59 Die Kostenentscheidung beruht auf den §§ 154 Abs. 1, 155 Abs. 2 VwGO. Danach
sind der Klägerin die Kosten des Verfahrens aufzuerlegen, soweit sie die Klage
zurückgenommen hat. Der Beklagte trägt die Kosten des Verfahrens, soweit
streitig entschieden worden und er unterlegen ist. Bei der Verteilung der Kosten
und der Festsetzung der Kostenquoten hat die Kammer berücksichtigt, dass die
außergerichtlichen Kosten des Beklagten zu 1) allein dem durch die
Klagerücknahme beendeten Verwaltungsrechtsstreit zuzurechnen und damit
ausschließlich von der Klägerin zu tragen sind.
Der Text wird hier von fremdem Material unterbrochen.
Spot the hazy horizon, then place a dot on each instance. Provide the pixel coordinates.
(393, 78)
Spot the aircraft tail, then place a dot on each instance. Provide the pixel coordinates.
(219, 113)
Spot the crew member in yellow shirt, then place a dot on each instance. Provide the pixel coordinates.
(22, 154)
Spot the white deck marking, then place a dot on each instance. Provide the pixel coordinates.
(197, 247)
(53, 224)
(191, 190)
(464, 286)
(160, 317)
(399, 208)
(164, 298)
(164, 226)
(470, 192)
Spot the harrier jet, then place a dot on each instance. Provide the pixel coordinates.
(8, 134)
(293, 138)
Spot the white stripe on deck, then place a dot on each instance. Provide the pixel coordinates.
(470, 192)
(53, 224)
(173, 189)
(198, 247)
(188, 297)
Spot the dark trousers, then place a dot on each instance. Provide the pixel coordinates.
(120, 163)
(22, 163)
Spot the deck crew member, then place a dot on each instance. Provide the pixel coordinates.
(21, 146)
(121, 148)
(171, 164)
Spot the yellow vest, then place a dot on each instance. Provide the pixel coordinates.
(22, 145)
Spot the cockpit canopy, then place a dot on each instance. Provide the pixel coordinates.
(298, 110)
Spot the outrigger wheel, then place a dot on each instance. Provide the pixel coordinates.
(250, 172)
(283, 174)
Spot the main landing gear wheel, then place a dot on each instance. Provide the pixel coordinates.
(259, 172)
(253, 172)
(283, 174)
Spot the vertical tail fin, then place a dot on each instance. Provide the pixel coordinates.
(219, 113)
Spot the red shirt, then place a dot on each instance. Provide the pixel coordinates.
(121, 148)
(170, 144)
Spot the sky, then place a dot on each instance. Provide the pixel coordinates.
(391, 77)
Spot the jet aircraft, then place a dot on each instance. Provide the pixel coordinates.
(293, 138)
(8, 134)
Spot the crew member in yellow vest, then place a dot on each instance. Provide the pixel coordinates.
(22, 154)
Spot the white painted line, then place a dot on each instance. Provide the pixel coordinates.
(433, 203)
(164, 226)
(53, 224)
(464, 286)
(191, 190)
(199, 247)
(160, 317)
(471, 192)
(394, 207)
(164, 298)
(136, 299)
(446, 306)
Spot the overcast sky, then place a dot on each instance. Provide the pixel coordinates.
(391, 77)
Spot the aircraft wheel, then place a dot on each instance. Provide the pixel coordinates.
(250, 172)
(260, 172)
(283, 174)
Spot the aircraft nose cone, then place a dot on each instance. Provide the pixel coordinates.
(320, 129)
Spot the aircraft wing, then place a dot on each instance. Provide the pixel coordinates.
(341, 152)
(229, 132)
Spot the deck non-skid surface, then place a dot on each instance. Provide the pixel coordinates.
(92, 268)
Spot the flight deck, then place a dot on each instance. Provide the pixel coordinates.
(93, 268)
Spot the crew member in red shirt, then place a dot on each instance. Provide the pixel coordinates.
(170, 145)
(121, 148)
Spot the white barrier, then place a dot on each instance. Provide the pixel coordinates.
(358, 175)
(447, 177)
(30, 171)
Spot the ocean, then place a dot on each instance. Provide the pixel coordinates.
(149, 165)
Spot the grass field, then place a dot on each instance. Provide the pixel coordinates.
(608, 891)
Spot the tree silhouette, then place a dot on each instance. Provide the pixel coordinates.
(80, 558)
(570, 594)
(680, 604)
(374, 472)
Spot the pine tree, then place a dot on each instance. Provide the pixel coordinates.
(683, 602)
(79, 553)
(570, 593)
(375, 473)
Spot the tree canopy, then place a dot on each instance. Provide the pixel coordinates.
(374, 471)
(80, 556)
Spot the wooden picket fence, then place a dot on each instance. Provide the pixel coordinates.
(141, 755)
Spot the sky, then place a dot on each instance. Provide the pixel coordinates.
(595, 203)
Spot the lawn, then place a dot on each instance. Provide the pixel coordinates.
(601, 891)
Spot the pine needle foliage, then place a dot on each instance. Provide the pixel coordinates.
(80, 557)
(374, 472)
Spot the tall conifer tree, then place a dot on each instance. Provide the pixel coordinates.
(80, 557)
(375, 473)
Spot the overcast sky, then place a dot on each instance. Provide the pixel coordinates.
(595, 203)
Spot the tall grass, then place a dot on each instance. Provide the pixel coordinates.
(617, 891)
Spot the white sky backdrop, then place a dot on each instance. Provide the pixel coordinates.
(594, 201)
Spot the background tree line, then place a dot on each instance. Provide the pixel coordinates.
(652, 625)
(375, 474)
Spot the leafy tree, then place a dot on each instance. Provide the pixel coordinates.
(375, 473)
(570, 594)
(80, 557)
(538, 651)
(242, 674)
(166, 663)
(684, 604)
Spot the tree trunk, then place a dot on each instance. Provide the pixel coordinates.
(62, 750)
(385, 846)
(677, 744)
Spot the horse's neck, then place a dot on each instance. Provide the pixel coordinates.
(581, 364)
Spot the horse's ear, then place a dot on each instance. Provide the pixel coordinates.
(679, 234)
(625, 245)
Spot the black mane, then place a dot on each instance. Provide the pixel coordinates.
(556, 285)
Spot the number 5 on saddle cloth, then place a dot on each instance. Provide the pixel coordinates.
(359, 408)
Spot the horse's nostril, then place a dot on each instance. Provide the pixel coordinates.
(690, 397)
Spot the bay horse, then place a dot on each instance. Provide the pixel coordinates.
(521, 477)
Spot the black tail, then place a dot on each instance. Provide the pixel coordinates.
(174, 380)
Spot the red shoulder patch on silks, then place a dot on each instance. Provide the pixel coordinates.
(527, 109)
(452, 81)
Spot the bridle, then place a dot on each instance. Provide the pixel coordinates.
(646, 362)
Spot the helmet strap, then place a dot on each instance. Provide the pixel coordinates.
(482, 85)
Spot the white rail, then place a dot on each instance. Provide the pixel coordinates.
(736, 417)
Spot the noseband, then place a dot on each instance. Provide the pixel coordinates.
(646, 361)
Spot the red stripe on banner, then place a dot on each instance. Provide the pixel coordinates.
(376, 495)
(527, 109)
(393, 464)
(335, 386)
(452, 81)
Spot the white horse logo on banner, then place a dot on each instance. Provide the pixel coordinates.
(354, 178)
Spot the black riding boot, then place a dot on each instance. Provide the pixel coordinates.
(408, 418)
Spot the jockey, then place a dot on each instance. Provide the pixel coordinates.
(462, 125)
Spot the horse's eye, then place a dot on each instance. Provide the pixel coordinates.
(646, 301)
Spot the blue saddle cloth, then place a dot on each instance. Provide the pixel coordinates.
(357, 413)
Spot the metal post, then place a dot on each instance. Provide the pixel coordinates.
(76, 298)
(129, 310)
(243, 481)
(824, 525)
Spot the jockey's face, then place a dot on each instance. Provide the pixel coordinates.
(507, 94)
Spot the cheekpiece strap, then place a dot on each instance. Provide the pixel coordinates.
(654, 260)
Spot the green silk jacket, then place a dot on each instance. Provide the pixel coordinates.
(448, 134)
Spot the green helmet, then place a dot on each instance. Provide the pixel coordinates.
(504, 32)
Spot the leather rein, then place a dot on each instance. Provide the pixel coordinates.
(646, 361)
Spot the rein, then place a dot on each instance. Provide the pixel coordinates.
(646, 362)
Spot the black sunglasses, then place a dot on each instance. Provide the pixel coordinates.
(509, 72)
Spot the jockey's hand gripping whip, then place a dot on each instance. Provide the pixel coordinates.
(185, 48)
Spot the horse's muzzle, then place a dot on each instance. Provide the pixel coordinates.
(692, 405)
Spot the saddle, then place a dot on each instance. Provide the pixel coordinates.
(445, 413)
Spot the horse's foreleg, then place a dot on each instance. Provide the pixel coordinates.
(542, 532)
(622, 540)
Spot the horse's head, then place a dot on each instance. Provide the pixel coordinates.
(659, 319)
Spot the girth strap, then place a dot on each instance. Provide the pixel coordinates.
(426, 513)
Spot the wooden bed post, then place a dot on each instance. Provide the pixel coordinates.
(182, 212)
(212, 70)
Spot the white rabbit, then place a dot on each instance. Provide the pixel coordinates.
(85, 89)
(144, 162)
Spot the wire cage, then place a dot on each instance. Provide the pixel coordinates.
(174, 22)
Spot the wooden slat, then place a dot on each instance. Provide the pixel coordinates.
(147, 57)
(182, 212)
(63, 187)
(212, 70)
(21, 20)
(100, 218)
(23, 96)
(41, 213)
Im Übrigen ergibt sich die
Kostenquote aus dem Verhältnis der durch die Klagerücknahme und die streitige
Entscheidung bestimmten Teile des Verfahrens zueinander. Die Kammer sieht
gemäß § 167 Abs. 2 VwGO nach Ermessen davon ab, das Urteil hinsichtlich der
Kosten für vorläufig vollstreckbar zu erklären. Soweit sich die Kostenentscheidung
auf den durch Rücknahme beendeten Verfahrensteil bezieht, bedarf es aufgrund
der Unanfechtbarkeit der Verfahrenseinstellung zumindest in Bezug auf die
ausscheidbaren außergerichtlichen Kosten des Beklagten zu 1) keiner Regelung
zur vorläufigen Vollstreckbarkeit mehr (vgl. BVerwG, Urt. v. 08.09.2005 - 3 C 50/04
-, NJW 2006, 536, 538; weitergehend BVerwG Beschl. v. 07.08.1998 - 4 B 75.98 -
NVwZ-RR 1999, 407; VG Freiburg, Urt. v. 18.06.2008 - 1 K 2155/07 -, juris), und für
den übrigen Teil ist ein Interesse der Beteiligten an einer Kostenerstattung bereits
vor Eintritt der Rechtskraft des Urteils nicht erkennbar.
60 Die Zulassung der Berufung beruht auf §§ 124a Abs. 1 Satz 1; 124 Abs. 2 Nr. 3
VwGO. Die Möglichkeit eines Endkorrektors, bei seiner Notenfestlegung in der
schriftlichen Abiturprüfung nach § 21 Abs. 5 Satz 3 NGVO von dem Rahmen
abzuweichen, der durch die Bewertung des Erst- und des Zweitkorrektors
festgelegt wird, betrifft eine Rechtsfrage, deren obergerichtliche Klärung im
Interesse der Einheit der Rechtsanwendung im Zentralabitur in Baden-
Württemberg geboten ist.
61 Sofern das Verfahren nach Teilrücknahme der Klage eingestellt und insoweit über
die ausscheidbaren Kosten des Beklagten zu 1) entschieden worden ist, ist die
Entscheidung unanfechtbar (§§ 92 Abs. 3 Satz 2 analog, 158 Abs. 2 VwGO).
Gleiches gilt für die Entscheidung der Kammer, der Klägerin die Wiedereinsetzung
in die Klagefrist zu gewähren (vgl. § 60 Abs. 5 VwGO; BVerwG, Beschl. v.
11.11.1987 - 9 B 379.87 -, NJW 1988, 1863).